CUIABÁ – The effects of burned in the Pantanal and part of the Amazon has advanced to at least five other countries neighboring Brazil. The large cloud of smoke already has almost 5,000 km2, and, according to experts, can reach up to 8,000 km2. For more than a month, the region has been experiencing one of the driest periods and with high records of fire outbreaks in recent decades. With more than 15 thousand fire points identified, the Pantanal faces the worst scenario in its history, with thousands of dead animals, including endangered species, in addition to burning more than 1.7 million hectares of its territory.
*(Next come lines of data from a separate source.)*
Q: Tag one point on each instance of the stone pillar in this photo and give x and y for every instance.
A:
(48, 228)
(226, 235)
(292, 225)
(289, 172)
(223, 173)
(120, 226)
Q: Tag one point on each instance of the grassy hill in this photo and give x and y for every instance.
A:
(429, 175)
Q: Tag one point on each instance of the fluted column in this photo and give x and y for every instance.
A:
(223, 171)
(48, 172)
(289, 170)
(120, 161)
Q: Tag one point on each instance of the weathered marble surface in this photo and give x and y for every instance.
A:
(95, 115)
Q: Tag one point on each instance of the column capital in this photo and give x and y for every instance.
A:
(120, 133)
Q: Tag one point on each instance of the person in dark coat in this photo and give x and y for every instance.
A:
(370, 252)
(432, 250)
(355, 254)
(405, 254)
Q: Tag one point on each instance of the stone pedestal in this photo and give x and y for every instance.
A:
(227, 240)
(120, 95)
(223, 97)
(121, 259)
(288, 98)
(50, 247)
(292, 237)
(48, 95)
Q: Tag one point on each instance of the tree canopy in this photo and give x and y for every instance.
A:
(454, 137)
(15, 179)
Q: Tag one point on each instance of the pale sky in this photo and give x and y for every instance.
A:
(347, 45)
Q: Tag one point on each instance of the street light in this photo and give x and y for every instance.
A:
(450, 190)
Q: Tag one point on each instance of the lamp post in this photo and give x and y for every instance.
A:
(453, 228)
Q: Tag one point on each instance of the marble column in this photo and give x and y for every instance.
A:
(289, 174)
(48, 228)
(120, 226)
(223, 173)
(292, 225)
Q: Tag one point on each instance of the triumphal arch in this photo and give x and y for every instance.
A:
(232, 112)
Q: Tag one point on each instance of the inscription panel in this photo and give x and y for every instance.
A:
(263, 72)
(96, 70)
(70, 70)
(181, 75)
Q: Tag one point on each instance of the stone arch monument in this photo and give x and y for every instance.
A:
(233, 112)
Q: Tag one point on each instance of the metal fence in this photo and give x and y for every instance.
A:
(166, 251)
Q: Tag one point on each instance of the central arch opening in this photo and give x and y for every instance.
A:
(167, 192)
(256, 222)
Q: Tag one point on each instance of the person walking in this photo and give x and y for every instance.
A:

Last Saturday, 19, satellite images released by the National Institute for Space Research (Inpe) showed the intensity of the fires in the Pantanal, with the arrival of large clouds of smoke in Argentina, Bolivia, Paraguay, Peru and Uruguay.



Satellite images released by the National Institute for Space Research (Inpe)


© Reproduction / Inpe
Satellite images released by the National Institute for Space Research (Inpe)


According to the researcher and analyst at the Instituto Queimadas Program, Pedro Lagden, the phenomenon is common, particularly in the autumn and winter seasons, due to the combination of an organized cold front in the south of Brazil and the anticyclonic circulation (anti sense time) dominating the central region of the country and the continent.


However, the greater the volume of fires, the greater the range of these clouds can be. “The great clouds of smoke result from the fires – not only in the Brazilian Amazon and Pantanal, but also in these biomes in other countries, in the Cerrado and in the Paraguayan Chaco”, explains Lagden.

Still through the INPE images, it is possible to identify that the smoke waves also move to other Brazilian states such as Acre, Amazonas, Goiás, Maranhão, Pará, Rondônia, São Paulo and Tocantins.



Satellite image of Inpe


© Reproduction / Inpe
Satellite image of Inpe

Toxic rain

Along with the smoke, the winds also carry particles released by the plants during the fires, causing phenomena such as “dark rain”, composed of toxic substances. Gases such as nitrogen dioxide, carbon monoxide and volatile hydrocarbons are among these substances that, upon entering the respiratory system, can cause a series of harmful effects to the body.